I Do Not Come To You By Chance by Kate Belford

In spite of a variety of ambiguous themes, Ishaya Bako’s I Do Not Come To You By Chance is a film that inspires empathy in its audience, encouraging viewers to consider the circumstances of the individuals that have wronged them.

The film demonstrates how poverty is a difficult cycle to break, and how far people will go to escape it. In one of the more interesting subplots, Bako explores how wealthy individuals take advantage of those in poverty to obtain power, and how corruption finds the perfect conditions to thrive in impoverished states. While an interesting topic, it is only touched upon briefly, resulting in a feeling that the film is unfinished.
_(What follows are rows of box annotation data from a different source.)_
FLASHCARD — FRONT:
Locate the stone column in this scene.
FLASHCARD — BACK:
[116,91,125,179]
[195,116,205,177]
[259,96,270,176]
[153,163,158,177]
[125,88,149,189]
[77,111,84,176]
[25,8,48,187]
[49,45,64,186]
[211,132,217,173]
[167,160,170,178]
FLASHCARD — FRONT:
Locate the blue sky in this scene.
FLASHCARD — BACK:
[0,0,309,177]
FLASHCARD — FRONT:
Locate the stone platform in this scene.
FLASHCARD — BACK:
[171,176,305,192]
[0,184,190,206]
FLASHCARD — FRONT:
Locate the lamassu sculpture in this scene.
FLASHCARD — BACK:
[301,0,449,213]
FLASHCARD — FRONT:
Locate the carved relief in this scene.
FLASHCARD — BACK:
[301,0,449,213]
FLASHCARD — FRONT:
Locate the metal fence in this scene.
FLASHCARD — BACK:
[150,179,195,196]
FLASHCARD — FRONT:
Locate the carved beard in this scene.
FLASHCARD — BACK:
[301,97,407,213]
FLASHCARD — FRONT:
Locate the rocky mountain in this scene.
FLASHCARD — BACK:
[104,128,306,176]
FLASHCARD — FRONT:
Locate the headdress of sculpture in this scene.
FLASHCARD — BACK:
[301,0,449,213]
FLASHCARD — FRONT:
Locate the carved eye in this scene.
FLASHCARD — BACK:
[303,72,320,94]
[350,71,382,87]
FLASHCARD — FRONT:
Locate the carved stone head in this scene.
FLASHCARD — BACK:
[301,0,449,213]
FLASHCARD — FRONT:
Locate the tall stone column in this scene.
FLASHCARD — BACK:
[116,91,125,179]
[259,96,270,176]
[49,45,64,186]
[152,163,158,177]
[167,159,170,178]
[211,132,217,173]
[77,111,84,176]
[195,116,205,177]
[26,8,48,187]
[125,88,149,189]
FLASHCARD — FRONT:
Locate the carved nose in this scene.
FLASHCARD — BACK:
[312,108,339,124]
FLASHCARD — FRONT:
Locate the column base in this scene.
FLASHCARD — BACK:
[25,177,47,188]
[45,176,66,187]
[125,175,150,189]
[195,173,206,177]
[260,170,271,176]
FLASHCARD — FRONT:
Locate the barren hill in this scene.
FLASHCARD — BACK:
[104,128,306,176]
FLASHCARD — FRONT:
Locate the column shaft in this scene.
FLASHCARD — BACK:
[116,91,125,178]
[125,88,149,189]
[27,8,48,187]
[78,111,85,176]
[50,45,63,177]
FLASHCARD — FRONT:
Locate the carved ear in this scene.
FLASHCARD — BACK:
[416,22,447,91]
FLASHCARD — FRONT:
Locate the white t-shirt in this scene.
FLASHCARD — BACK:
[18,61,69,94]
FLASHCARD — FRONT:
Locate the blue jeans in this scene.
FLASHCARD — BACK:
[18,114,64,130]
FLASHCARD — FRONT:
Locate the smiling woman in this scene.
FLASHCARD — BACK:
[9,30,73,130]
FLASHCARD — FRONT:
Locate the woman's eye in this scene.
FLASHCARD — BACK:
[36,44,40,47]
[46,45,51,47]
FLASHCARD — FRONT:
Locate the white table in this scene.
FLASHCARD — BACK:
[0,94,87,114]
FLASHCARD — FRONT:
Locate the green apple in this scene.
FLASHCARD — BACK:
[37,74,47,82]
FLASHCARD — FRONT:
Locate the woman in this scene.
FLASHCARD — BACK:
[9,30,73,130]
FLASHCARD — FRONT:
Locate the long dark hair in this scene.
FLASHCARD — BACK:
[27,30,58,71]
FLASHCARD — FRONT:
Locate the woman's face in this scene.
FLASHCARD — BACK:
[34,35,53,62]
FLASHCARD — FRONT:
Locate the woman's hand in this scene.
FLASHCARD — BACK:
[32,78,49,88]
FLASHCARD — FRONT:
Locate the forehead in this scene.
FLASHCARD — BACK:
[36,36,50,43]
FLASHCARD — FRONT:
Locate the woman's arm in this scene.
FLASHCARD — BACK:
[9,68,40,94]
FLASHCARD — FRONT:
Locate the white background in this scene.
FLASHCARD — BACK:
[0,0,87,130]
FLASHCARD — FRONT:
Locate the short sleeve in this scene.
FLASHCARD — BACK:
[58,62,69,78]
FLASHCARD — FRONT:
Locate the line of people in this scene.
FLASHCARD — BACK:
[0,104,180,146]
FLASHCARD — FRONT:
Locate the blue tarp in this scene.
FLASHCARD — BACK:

TIFF Note book in forefront with large cinema screen with TIFF logo in background

Despite exploring a handful of heavy themes, I Do Not Come to You By Chance suffers from a lack of focus that makes the intended message of the film unclear. The seeming lack of focus is a symptom of the film’s lead character, Kingsley, who shares very little information about his mental state with the audience despite narrating a significant portion of the film. In one of the more impactful scenes, Kingsley discovers that it is possible for him to make money simply by sharing the truth of his circumstances as opposed to scamming wealthy foreigners.

However, this moment is never revisited. Instead, the film ends on an ambiguous note, leading viewers scrambling to understand whether Kingsley has truly learned anything at all, and what the ultimate message of the film was.